The more you achieve, the more your hear the voice that says you don't deserve your success

Hypnosis for Imposter Syndrome
You've done the work. You have the results. By any objective measure, you belong exactly where you are.

And yet . . . 

There's a voice that shows up right after the win. The promotion comes through and your first thought is, they're going to figure out I'm not as good as they think. You give a talk that lands and spend the drive home replaying the one moment that felt off. You get the client, close the deal, earn the recognition, and somewhere underneath the relief is a quiet, persistent conviction that it's only a matter of time before someone notices.

Here's what makes imposter syndrome so particularly cruel: it doesn't get better as you succeed. For most people, it gets worse. Because the higher you climb, the more there is to lose, and the more convinced part of you becomes that you've somehow gotten there by accident.

What imposter syndrome actually is
Psychologists Pauline Clance and Suzanne Imes first identified imposter syndrome in 1978, studying high-achieving women who, despite their objective success, felt like frauds waiting to be exposed. What they found has since been confirmed across genders, professions, and cultures worldwide.
 

Imposter syndrome isn't low self-esteem in the traditional sense. It's something more specific: the inability to internalize your own success. You can acknowledge your achievements intellectually while simultaneously being unable to feel like you actually earned them. So you attribute the wins to luck, timing, good help, a fortunate room. And you attribute the losses to exactly what you feared all along.
 

The cruel logic of it is this: nothing you achieve ever quite counts. Because if you got here by accident, the next thing you do will be the one that reveals the truth that you don't belong here. 


 

You're in very good company
Studies show that nearly 70% of adults experience imposter syndrome at least once in their lives. A global meta-analysis of over 11,000 people found a prevalence rate of 62%. And research consistently shows that the people most affected are not the least capable in the room. They're the most capable.
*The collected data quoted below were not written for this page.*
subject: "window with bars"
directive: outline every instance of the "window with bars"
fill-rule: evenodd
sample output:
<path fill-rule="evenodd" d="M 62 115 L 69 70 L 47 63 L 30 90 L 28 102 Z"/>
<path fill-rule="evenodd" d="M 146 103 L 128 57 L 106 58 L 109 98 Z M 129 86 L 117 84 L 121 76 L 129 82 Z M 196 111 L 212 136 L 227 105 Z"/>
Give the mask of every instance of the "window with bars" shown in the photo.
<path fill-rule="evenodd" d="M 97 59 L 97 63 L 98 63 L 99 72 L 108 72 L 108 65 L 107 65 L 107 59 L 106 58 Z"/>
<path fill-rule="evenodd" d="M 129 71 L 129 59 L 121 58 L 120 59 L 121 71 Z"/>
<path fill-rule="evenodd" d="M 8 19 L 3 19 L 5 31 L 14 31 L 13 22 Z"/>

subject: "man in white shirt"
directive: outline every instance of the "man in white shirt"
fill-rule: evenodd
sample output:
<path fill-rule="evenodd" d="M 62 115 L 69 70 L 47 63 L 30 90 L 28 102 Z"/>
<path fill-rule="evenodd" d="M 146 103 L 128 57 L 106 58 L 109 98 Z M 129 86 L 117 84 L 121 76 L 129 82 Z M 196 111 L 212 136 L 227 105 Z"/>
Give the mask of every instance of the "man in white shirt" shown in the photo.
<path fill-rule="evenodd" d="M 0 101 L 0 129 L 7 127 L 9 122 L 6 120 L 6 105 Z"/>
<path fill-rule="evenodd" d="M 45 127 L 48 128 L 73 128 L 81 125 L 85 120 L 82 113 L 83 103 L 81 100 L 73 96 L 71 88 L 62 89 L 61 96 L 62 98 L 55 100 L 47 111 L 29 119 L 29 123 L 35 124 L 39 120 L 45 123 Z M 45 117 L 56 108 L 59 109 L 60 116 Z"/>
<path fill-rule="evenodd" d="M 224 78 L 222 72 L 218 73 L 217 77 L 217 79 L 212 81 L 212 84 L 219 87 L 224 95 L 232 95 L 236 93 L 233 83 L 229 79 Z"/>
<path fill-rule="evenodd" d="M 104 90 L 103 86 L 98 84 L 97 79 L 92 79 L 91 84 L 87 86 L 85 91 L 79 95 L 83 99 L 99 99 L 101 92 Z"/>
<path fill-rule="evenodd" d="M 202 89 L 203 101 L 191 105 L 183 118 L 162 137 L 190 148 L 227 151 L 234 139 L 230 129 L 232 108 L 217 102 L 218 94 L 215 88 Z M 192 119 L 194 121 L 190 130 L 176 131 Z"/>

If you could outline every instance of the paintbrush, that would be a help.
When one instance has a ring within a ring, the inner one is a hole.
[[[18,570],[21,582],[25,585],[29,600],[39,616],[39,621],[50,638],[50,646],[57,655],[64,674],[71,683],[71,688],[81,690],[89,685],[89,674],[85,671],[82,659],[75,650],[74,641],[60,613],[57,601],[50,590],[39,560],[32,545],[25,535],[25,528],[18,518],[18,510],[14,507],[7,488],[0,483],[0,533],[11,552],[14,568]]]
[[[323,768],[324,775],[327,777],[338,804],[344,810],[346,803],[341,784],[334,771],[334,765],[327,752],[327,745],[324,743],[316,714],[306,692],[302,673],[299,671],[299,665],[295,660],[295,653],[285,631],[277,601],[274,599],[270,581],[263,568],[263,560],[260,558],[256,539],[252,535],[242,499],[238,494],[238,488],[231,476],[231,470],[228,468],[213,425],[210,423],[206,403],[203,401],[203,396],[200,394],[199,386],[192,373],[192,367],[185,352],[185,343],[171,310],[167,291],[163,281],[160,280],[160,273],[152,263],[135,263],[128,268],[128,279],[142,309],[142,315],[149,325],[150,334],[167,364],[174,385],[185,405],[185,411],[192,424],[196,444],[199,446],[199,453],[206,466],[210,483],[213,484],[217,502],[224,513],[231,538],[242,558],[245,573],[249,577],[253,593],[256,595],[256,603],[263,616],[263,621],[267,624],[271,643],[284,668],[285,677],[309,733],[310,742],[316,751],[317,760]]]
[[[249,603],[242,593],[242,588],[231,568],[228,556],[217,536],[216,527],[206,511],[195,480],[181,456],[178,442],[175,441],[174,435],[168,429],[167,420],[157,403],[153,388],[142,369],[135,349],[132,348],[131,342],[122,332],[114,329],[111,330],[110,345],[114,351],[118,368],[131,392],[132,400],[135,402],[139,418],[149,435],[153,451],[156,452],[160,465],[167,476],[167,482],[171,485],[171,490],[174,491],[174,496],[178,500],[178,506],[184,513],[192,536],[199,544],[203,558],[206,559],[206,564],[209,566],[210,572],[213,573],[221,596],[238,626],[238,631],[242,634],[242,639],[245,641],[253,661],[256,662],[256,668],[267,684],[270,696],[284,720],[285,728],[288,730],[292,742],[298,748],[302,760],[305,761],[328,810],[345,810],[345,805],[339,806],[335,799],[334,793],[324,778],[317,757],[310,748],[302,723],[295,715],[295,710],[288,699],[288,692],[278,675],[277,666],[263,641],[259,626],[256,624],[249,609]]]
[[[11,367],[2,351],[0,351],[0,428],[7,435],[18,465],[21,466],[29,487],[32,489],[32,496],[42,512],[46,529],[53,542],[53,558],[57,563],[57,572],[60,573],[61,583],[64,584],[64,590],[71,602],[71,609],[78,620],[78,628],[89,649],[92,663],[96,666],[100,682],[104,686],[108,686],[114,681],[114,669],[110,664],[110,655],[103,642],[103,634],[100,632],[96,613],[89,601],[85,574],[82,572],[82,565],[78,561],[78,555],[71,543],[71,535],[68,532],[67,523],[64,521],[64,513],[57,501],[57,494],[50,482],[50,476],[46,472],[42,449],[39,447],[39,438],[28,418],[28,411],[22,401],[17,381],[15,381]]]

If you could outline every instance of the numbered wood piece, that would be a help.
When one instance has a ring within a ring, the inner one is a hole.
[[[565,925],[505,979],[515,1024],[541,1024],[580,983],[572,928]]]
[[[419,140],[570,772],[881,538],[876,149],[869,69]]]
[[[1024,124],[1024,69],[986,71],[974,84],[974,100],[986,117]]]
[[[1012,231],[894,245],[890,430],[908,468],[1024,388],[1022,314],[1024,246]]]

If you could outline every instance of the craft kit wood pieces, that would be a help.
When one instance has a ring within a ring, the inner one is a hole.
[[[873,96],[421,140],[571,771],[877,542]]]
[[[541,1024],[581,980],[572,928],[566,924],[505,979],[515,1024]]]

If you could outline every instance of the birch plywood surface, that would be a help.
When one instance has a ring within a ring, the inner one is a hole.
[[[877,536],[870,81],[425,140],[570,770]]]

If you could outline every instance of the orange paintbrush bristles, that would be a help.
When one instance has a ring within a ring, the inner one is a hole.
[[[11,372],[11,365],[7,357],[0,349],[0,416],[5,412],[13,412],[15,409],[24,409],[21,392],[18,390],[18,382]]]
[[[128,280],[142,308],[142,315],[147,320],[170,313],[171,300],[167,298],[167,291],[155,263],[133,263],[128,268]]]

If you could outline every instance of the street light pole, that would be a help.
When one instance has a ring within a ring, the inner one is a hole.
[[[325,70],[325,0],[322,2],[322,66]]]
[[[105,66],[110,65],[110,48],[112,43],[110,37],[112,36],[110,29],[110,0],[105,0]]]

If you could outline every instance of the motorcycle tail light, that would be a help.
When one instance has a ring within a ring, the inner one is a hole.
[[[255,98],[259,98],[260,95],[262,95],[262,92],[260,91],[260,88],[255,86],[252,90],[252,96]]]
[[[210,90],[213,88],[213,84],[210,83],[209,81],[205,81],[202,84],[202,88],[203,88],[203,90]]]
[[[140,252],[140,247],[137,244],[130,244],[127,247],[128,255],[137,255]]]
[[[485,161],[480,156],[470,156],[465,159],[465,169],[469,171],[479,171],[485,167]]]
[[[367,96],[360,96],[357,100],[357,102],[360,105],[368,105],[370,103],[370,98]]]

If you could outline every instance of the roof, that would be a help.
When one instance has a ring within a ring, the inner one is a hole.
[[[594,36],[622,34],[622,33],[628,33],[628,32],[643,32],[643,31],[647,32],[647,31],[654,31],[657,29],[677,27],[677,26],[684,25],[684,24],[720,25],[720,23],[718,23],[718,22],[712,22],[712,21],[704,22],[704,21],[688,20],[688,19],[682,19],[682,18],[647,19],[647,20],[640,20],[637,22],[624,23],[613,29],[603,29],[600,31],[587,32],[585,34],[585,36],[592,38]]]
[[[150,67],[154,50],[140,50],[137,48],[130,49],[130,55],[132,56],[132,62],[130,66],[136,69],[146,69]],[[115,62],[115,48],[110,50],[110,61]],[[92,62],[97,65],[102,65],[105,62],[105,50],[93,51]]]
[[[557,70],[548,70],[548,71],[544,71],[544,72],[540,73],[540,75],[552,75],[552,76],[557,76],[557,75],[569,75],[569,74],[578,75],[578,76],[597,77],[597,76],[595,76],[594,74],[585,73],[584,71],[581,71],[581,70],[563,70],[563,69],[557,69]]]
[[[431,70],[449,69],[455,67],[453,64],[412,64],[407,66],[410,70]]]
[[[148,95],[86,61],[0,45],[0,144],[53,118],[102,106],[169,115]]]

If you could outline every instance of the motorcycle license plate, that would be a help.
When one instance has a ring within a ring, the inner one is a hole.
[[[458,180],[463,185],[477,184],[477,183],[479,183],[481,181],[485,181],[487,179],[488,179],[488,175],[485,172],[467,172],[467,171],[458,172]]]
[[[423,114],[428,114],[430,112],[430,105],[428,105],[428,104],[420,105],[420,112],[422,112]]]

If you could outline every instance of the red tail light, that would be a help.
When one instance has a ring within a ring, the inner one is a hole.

The pattern is remarkably consistent: an achievement arrives, there's a brief moment of relief, and then the anxiety floods back in. The higher the stakes, the more visible the role, the louder the voice becomes. Which is why imposter syndrome is so common among doctors, executives, academics, founders, and anyone who has climbed to a level where the gap between how competent they feel and how competent they're expected to be feels widest.

Research also links imposter syndrome directly to burnout, anxiety, and depression. Not because it's a character flaw, but because carrying the constant weight of feeling like a fraud while continuing to perform at a high level is genuinely exhausting.


 

Does this sound familiar?
You over-prepare for everything because being underprepared might be the thing that finally exposes you. You deflect compliments, qualify your achievements, and feel genuinely uncomfortable when someone calls you an expert. You attribute your successes to timing, luck, or the people around you, and your failures entirely to yourself. You've been waiting, sometimes for years, for the moment when someone pulls back the curtain and realizes you've been winging it all along.
 

And the part that nobody talks about: you're exhausted. Not just from the work, but from the performance of confidence you put on every single day while privately wondering if today is the day it all falls apart.


What hypnosis does that your resume can't

The most common advice for imposter syndrome is to collect evidence. Write down your wins. Review your credentials. Remind yourself of everything you've accomplished.

 

And it helps, briefly. Then the voice comes back.
 

That's because imposter syndrome doesn't live in the part of your mind that responds to evidence. It lives deeper, in the part that formed its conclusions about your worth long before you had any achievements to point to. The part that decided, somewhere early on, that you weren't quite enough. That success was something that happened to other people, or happened to you by mistake.
 

No amount of external validation reaches that layer. Hypnosis does. In a relaxed, focused state, the conscious mind quiets enough to access the belief at the root, not the symptom, but the source. The story that's been running underneath every achievement, quietly convincing you that none of it really counts.

That's what changes. Not your resume. The relationship you have with everything already on it.

 

What we work on together

  • Updating the misbelief that your success is is a fluke or a fraud

  • Building the ability to actually receive recognition without deflecting or dismissing it

  • Separating your sense of worth from the need to constantly re-prove yourself

  • Quieting the voice that shows up right after the win

  • Releasing the exhaustion of imposter syndrome of so you can perform with confidence

  • Helping you internalize what you've earned, so success stops feeling like something that happened to you and starts feeling like something you built

     

You've already done the work. It's time to actually own it.  

The achievements are real. The credentials are real. The only thing that isn't is the story that says you don't deserve them.
 

Book a consultation and let's talk about what changes when you finally stop waiting to be found out.

Get in touch

Performance Hypnosis combines the power of hypnosis and performance coaching to help you change the patterns holding you back in sports, in business, and in life.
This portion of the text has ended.